Privatizzazione Poste italiane: la battaglia dell’ANCI

Da tempo l’ANCI combatte la battaglia dei piccoli Comuni per preservare il servizio pubblico e universale che Poste italiane deve continuare a garantire. Molti Sindaci hanno promosso ricorsi davanti ai tribunali amministrativi contro il piano di razionalizzazione che, avendo chiuso alcuni sportelli, ridotto l’orario di altri e istituito la consegna della posta a giorni alterni, fa venir meno questa condizione. I giudici amministrativi hanno rimesso la valutazione se la legge italiana sia in contrasto con la normativa Ue, alla Corte di giustizia dell’Unione europea. “In questo quadro – sostiene il presidente ANCI – procedere con la seconda fase di privatizzazione fa suonare un ulteriore campanello d’allarme in quelle comunità, le più piccole soprattutto, che hanno nell’ufficio postale un presidio dello Stato e un servizio sociale”.

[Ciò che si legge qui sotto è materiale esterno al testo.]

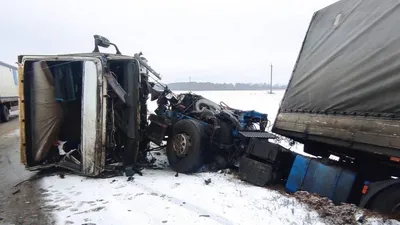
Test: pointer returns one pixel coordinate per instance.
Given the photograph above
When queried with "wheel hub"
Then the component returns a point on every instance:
(181, 144)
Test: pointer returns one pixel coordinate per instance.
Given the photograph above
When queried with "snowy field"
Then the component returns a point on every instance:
(161, 197)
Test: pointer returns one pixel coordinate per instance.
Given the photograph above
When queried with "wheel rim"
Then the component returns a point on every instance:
(181, 144)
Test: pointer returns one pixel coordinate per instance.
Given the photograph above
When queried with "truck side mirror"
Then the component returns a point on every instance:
(103, 42)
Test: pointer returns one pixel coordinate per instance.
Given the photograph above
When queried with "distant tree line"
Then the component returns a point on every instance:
(208, 86)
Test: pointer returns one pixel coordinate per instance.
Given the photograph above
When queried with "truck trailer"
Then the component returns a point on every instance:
(8, 90)
(341, 100)
(87, 112)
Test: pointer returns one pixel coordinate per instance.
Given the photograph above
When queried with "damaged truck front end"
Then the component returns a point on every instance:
(88, 113)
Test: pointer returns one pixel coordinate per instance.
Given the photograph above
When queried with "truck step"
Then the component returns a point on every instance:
(257, 134)
(257, 173)
(265, 150)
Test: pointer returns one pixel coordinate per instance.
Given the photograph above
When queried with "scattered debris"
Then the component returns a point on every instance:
(331, 213)
(361, 219)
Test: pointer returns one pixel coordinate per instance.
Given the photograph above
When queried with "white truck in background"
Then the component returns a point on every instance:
(8, 90)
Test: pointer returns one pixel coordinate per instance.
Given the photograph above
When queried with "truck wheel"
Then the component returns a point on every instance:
(388, 201)
(185, 146)
(4, 113)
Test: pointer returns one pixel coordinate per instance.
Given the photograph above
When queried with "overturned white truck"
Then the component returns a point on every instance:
(341, 100)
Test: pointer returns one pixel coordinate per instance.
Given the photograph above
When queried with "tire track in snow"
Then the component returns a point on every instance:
(188, 206)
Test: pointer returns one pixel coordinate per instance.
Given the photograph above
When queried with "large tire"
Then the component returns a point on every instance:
(4, 113)
(388, 201)
(192, 133)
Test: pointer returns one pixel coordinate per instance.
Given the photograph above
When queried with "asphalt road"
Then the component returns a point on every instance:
(19, 204)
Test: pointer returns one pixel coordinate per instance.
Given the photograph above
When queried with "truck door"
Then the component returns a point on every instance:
(62, 113)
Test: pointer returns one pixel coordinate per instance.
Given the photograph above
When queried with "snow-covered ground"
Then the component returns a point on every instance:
(161, 197)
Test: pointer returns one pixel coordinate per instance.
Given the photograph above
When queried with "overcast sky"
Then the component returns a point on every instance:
(208, 40)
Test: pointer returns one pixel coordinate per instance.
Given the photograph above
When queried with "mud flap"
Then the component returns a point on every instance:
(257, 173)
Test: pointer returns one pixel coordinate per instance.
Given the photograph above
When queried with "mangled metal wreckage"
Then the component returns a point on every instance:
(88, 113)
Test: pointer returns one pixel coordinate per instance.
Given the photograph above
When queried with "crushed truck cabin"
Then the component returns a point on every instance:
(88, 113)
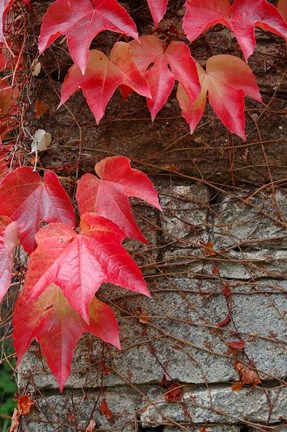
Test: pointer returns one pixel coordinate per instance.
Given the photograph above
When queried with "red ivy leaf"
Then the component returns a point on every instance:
(81, 21)
(103, 75)
(282, 7)
(241, 18)
(108, 193)
(80, 263)
(8, 241)
(52, 321)
(162, 67)
(5, 6)
(227, 80)
(157, 9)
(29, 201)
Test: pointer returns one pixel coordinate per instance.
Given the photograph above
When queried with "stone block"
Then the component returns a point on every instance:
(181, 337)
(248, 221)
(219, 405)
(208, 428)
(185, 212)
(73, 411)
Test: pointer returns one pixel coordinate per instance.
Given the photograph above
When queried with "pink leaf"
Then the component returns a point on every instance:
(162, 68)
(8, 241)
(282, 7)
(52, 321)
(241, 18)
(103, 75)
(157, 9)
(108, 193)
(29, 201)
(81, 21)
(226, 81)
(80, 263)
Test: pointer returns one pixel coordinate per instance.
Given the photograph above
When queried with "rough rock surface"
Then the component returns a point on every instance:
(202, 303)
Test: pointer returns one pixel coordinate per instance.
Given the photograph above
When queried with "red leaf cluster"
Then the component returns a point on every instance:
(67, 267)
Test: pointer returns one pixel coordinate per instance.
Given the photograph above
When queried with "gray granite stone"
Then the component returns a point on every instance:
(208, 428)
(219, 405)
(181, 338)
(251, 222)
(185, 212)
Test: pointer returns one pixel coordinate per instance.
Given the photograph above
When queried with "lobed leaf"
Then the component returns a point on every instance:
(162, 67)
(8, 241)
(241, 18)
(282, 7)
(108, 193)
(81, 21)
(80, 263)
(227, 80)
(102, 77)
(52, 321)
(25, 198)
(157, 9)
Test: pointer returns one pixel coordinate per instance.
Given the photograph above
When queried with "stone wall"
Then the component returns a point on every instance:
(215, 263)
(211, 256)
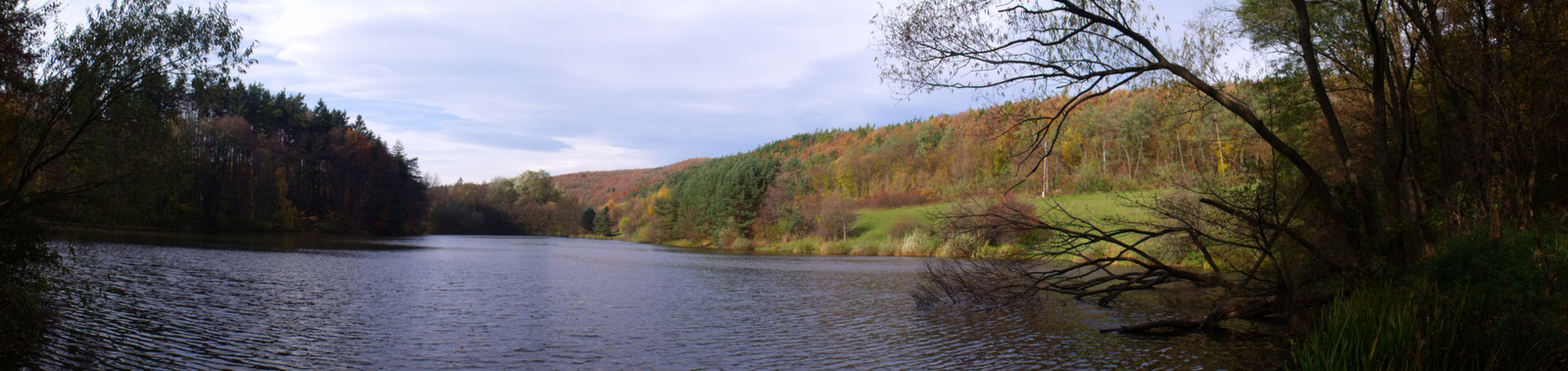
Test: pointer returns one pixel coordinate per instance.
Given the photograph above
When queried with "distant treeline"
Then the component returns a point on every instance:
(527, 204)
(240, 157)
(812, 183)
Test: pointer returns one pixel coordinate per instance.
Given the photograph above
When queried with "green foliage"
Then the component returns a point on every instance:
(527, 204)
(603, 222)
(715, 196)
(587, 219)
(1479, 304)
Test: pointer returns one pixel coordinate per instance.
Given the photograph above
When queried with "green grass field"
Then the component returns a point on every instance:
(872, 230)
(874, 224)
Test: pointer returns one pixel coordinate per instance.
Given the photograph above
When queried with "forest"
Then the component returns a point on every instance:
(137, 119)
(240, 157)
(1388, 190)
(812, 185)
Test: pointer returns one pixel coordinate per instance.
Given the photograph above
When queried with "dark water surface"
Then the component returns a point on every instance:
(566, 304)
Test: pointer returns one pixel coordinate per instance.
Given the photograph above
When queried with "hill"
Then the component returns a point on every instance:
(600, 187)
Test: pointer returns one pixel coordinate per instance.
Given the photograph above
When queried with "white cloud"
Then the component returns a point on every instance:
(494, 88)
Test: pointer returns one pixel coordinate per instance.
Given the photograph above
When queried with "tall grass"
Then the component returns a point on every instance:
(1479, 304)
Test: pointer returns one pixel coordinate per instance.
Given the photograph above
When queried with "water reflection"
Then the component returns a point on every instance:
(554, 302)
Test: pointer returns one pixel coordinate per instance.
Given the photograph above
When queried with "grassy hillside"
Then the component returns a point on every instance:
(852, 187)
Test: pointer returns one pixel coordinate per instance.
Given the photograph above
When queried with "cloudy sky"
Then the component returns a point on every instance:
(478, 89)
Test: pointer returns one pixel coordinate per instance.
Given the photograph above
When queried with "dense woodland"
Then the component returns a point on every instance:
(240, 157)
(812, 183)
(137, 117)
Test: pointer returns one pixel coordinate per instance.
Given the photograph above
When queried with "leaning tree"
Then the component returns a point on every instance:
(1382, 75)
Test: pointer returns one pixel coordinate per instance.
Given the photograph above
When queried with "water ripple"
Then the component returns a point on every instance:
(551, 302)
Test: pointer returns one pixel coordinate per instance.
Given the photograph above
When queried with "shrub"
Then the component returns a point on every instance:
(1478, 304)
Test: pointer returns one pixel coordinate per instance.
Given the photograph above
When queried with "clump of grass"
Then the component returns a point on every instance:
(1479, 304)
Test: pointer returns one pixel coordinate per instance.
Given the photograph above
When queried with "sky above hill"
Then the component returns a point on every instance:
(478, 89)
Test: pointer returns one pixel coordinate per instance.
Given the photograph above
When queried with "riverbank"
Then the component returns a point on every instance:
(913, 230)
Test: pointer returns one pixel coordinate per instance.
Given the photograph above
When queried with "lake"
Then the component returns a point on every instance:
(488, 302)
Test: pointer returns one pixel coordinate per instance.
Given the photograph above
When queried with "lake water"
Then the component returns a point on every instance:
(566, 304)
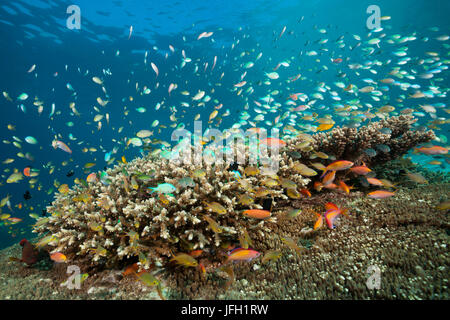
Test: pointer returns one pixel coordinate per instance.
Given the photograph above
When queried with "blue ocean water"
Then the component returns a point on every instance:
(35, 33)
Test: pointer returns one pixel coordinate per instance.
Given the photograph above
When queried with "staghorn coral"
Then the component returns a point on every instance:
(106, 224)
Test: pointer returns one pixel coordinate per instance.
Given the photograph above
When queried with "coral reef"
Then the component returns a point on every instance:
(404, 236)
(351, 143)
(115, 219)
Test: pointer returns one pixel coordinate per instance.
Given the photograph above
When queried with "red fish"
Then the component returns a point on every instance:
(374, 181)
(26, 171)
(333, 211)
(273, 142)
(29, 253)
(337, 166)
(319, 222)
(361, 170)
(432, 150)
(240, 254)
(344, 187)
(329, 178)
(380, 194)
(305, 192)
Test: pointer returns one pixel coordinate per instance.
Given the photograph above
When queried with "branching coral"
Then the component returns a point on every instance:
(351, 143)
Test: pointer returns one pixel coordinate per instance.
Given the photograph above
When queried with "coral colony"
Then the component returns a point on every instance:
(166, 216)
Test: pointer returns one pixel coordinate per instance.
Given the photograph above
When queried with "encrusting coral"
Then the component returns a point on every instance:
(115, 218)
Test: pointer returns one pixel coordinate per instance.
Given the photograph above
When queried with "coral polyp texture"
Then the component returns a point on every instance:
(153, 208)
(350, 143)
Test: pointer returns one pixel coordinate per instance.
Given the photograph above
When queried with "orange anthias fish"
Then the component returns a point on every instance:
(26, 171)
(131, 269)
(374, 181)
(432, 150)
(333, 211)
(319, 221)
(185, 260)
(240, 254)
(305, 192)
(329, 178)
(344, 187)
(380, 194)
(273, 142)
(361, 170)
(256, 213)
(324, 127)
(196, 253)
(337, 166)
(58, 257)
(29, 253)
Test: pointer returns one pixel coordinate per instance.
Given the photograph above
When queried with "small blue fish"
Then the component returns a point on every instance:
(164, 188)
(383, 148)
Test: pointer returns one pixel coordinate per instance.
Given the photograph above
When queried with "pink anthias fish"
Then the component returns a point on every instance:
(240, 254)
(61, 145)
(333, 211)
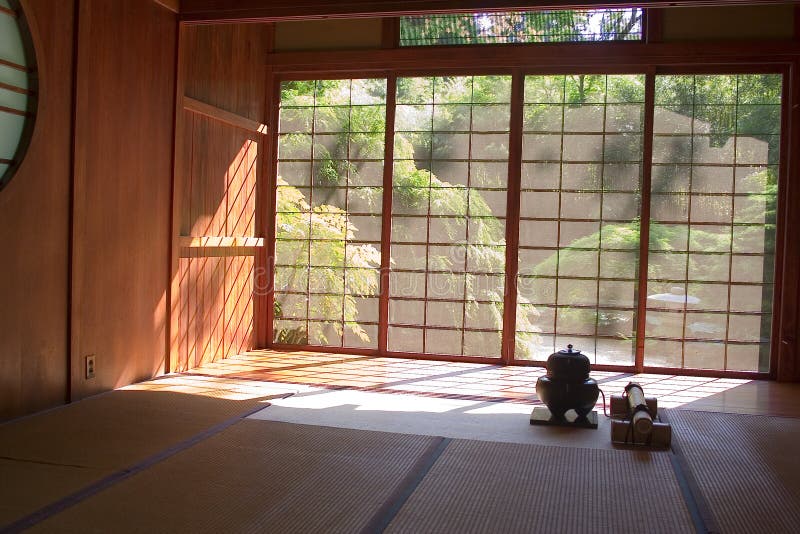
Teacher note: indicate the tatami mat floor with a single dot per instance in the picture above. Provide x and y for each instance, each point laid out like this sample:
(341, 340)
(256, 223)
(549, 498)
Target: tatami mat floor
(306, 442)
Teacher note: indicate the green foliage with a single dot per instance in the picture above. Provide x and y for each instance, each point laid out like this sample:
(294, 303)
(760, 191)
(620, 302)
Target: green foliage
(296, 221)
(522, 27)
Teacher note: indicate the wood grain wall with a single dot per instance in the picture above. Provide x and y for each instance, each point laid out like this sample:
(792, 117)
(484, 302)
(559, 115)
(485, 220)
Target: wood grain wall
(34, 231)
(219, 152)
(122, 187)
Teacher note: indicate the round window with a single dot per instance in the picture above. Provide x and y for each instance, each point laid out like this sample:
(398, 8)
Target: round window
(17, 88)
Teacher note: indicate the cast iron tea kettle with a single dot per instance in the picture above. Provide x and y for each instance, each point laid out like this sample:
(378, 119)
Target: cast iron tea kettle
(567, 385)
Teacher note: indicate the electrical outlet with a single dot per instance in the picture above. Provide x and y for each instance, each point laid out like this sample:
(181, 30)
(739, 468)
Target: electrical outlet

Un servizio di interesse pubblico diffuso e radicato in tutto il territorio

Le criticità di questa fase di razionalizzazione, da tempo messe in evidenza  dall’ANCI e in gran parte dovute  alla privatizzazione, vanno considerate alla luce del fatto che Poste italiane è sì una Spa, ma svolge innegabilmente un servizio di interesse pubblico diffuso e fortemente radicato in tutto il territorio nazionale. In quelle aree interne che costituiscono il 70% del territorio si sta assistendo a un progressivo diradamento dei servizi da cui conseguono l’abbandono di realtà ricche di storia, identità e valori irrinunciabili per il Paese, e la corsa verso i centri urbani maggiori con l’inevitabile peggioramento della vivibilità di questi ultimi. Un tema così rilevante, questo, da essere sollevato anche dal presidente della Repubblica Mattarella durante l’ultima Assemblea nazionale dell’ANCI, a Bari nell’autunno scorso.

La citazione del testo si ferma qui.